I turn to a consideration of whether or not there has been an adequate pleading of a novation in the proposed amendments. In the circumstances set out in paragraphs 1 to 12 of the amendment, the plaintiff wishes to plead, in the alternative to the estoppel point and to the point based on a constructive trust, that there was an implied novation of the retainer. This is raised in paragraph 12 and places emphasis upon paragraph 8. The plaintiff relies upon the decision of the Privy Council in Rolfe and Anor v Flower Salting & Co (1866) LR 1 PC 27. That was a partnership case and the question arose whether a debt incurred by a former partnership was taken on by the partners of a new partnership which replaced the former partnership and, in addition, whether or not the creditor discharged the former partnership of the indebtedness by accepting that the new partnership had made itself responsible for payment of the debt of the former partnership. The case was commented on by the learned authors in Higgins and Fletcher, “The Law of Partnership”, Australia and New Zealand, 8th Edition, at pages 204-205. The learned authors said:
“The newly constituted firm continued to trade under the same name [William Rutledge and Co] and in the same manner, keeping the same books of account as the old firm. The old firm was indebted to the respondent company to the amount of £80,000 and it proved that this debt and the interest payable in respect of it were regularly recorded in the appellant firm’s books of account, to which the new partners T and S, at all material times, had full access. The respondent company [the creditor] continued to deal with the firm as newly constituted. It was held, affirming the judgment of the Supreme Court of Victoria, first that the creditors, by dealing with the newly constituted firm with full knowledge of the change in its membership, had impliedly agreed to accept the new firm as debtor in the place of the old firm and secondly, that the incoming partners, T and S, by their conduct in not disputing the entries in the firm’s books of account, had impliedly agreed to accept joint liability with the partners of the old firm for all the debts shown in those accounts.”
Whilst I accept that as a matter of partnership law, in given circumstances one partnership may take over the liability of another with the approval of the creditor such that the debt becomes solely the debt of the new partnership, the matters sought to be pleaded in paragraphs 1 to 12, and in particular paragraph 8, do not sufficiently form the basis for the proposed pleading.

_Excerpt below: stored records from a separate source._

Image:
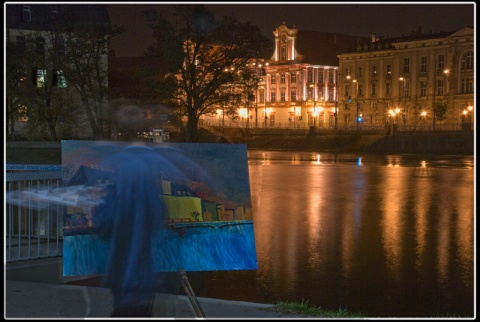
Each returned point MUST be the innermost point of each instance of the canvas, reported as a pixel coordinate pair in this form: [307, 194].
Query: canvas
[205, 191]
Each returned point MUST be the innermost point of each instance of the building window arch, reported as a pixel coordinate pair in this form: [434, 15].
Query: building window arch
[467, 60]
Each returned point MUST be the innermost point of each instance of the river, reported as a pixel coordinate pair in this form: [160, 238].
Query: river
[382, 235]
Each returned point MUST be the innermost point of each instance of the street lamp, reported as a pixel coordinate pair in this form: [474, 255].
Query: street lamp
[314, 111]
[336, 100]
[356, 99]
[445, 71]
[402, 79]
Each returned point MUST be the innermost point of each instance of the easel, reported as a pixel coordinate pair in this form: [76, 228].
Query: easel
[191, 295]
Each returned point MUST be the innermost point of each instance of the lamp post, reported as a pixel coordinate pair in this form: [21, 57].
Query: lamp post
[402, 79]
[336, 100]
[445, 71]
[314, 111]
[356, 99]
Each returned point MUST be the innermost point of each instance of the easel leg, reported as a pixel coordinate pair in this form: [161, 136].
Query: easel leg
[191, 295]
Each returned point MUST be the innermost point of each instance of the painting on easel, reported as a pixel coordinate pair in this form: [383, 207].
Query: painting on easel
[205, 192]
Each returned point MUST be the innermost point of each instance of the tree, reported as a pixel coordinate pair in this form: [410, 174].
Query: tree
[203, 54]
[15, 85]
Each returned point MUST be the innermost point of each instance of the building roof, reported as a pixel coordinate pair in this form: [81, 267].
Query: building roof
[49, 17]
[322, 48]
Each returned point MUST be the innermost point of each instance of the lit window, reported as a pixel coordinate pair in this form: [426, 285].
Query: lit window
[423, 64]
[22, 113]
[59, 79]
[272, 96]
[467, 60]
[423, 88]
[273, 79]
[53, 14]
[26, 13]
[294, 78]
[40, 46]
[20, 45]
[406, 65]
[439, 87]
[41, 77]
[467, 85]
[441, 62]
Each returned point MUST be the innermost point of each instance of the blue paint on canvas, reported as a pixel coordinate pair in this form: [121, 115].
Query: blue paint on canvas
[209, 223]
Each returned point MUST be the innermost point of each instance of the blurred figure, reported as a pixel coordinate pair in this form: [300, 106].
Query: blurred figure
[130, 217]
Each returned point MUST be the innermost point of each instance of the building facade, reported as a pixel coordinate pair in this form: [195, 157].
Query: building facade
[298, 85]
[38, 35]
[403, 80]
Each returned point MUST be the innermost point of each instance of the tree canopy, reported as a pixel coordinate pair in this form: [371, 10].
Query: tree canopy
[202, 55]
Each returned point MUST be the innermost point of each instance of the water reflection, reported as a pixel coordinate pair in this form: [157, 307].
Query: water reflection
[383, 235]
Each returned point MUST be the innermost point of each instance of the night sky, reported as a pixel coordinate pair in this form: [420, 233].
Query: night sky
[387, 19]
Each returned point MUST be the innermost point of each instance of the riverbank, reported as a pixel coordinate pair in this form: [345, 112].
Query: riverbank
[413, 142]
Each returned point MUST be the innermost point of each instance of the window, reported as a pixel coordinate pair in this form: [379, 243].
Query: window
[347, 70]
[467, 60]
[309, 94]
[59, 79]
[38, 77]
[439, 87]
[40, 46]
[26, 13]
[423, 88]
[423, 64]
[53, 14]
[22, 113]
[467, 85]
[294, 78]
[406, 65]
[283, 53]
[20, 45]
[440, 62]
[293, 95]
[61, 46]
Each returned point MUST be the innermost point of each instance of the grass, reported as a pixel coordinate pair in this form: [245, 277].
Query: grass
[305, 308]
[311, 310]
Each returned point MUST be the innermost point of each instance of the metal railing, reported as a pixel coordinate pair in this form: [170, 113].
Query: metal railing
[32, 232]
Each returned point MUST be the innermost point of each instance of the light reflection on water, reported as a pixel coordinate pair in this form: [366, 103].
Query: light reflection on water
[383, 235]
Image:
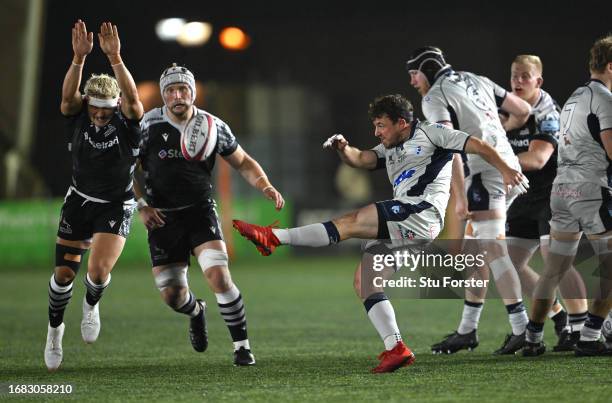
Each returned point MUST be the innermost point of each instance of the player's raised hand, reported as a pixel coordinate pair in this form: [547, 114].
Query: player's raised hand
[109, 39]
[336, 142]
[515, 181]
[272, 194]
[82, 41]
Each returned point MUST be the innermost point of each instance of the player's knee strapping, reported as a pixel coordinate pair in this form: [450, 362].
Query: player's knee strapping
[602, 246]
[95, 291]
[68, 256]
[564, 247]
[59, 296]
[489, 229]
[172, 276]
[211, 257]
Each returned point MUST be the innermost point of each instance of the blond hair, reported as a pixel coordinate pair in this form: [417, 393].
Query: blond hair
[102, 86]
[530, 59]
[601, 54]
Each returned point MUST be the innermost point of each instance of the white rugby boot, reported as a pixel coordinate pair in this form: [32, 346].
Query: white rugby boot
[53, 348]
[90, 325]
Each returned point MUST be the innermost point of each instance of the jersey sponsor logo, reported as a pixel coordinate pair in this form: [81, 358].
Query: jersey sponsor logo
[195, 133]
[549, 126]
[407, 174]
[101, 145]
[109, 129]
[474, 96]
[406, 233]
[65, 227]
[172, 153]
[519, 143]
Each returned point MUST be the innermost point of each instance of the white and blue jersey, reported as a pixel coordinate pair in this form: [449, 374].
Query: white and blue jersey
[420, 167]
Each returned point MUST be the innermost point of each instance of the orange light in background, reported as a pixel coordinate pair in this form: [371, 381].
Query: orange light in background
[233, 38]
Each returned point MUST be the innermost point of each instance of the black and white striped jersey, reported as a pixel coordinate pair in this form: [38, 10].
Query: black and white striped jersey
[170, 180]
[420, 168]
[470, 102]
[582, 157]
[543, 124]
[103, 159]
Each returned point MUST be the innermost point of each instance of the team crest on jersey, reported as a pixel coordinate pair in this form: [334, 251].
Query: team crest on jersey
[407, 234]
[474, 96]
[109, 129]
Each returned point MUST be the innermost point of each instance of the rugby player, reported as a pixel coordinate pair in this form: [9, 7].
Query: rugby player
[180, 213]
[468, 102]
[103, 134]
[527, 225]
[581, 201]
[417, 156]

In this case, a contingent debt is referred to, namely a claim for damages based on negligent advice in relation to the management by the Haynes transaction. I do not think it matters that the debt is a contingent debt for the purposes of at least the pleading. Paragraph 8 sets out the factual basis upon which it is asserted that the relevant persons either were or should have been aware of the existence of the contingent debt. However, that is as far as the proposed pleading goes. It does not deal with the question of whether or not the new partnership, Birdanco, included that potential liability in its own books of account. Nor does the proposed pleading deal with the facts upon which the plaintiff relies to support the contention that the plaintiff as contingent creditor accepted that the new partnership would be responsible for discharging the liability to the exclusion of the original partnership.
In the absence of such details, there cannot be a sufficient pleading, whether it be based on novation or upon principles of partnership law. For these reasons I do not consider that the third basis relied upon by the plaintiff in relation to the proposed amendments to paragraph 1.9(b) have been made out.
For these reasons the application by Document 81 should be refused.